Tort actions pt.2 (Florida Law)

The torts to be examined in the remainder of this paper were developed with natural persons in mind, so that their ability to bind elements within a corporate group involves less stretching of concepts – although argument will be made for one exception to this proposition. Two tort doctrines will be reviewed: conspiracy and negligence. These actions accommodate three party claims involving the injured claimant, the insolvent subsidiary and another ‘element’ within the corporate group. They are capable of pleading in cases of agreement or coordination between elements of a corporate group. However, they also differ from each other in that they represent, respectively, intentional tort and negligence-based liability. The major stumbling block in proving unlawful means conspiracy, as we shall see, will be in proving that an intention to injure was present. Unlawful means conspiracy is likely to be applicable in claims involving financial losses only, while negligence can be pleaded in cases involving all major heads of loss recognisable in tort. We will focus upon use of negligence for the redress of personal injury claims.
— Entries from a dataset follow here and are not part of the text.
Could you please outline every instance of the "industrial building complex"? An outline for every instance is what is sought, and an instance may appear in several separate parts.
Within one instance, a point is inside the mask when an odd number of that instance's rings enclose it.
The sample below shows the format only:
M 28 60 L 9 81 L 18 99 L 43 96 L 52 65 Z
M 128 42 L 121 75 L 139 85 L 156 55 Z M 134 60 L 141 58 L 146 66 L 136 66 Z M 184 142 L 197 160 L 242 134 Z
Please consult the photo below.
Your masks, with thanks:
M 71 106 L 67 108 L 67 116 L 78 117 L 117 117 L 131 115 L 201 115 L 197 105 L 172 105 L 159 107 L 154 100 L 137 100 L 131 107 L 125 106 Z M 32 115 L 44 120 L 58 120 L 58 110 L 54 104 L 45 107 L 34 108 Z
[1] [1996] 2 All ER 433, 448. See also Ord v Belhaven Pubs Ltd [1998] 2 BCLC 447, 457 Hobhouse LJ).

[1] Pervasive enterprise liability principles have not been adopted in any common law jurisdiction: Companies and Securities Advisory Committee, Corporate Groups Final Report (2000), 157. For attempted use of enterprise liability in Australia, see, eg, Premier Building and Consulting Pty Ltd (rec apptd) v Spotless Group Ltd (2007) 64 ACSR 114. See also Notary publicBriggs v James Hardie & Co Pty Ltd (1989) 5 NSWLR 549, 576-77 (Rogers AJA).

[1] [2010] 182 FCR 526, [37] (The Court).

[1] Companies and Securities Advisory Committee, Corporate Groups Final Report (2000), chap 4.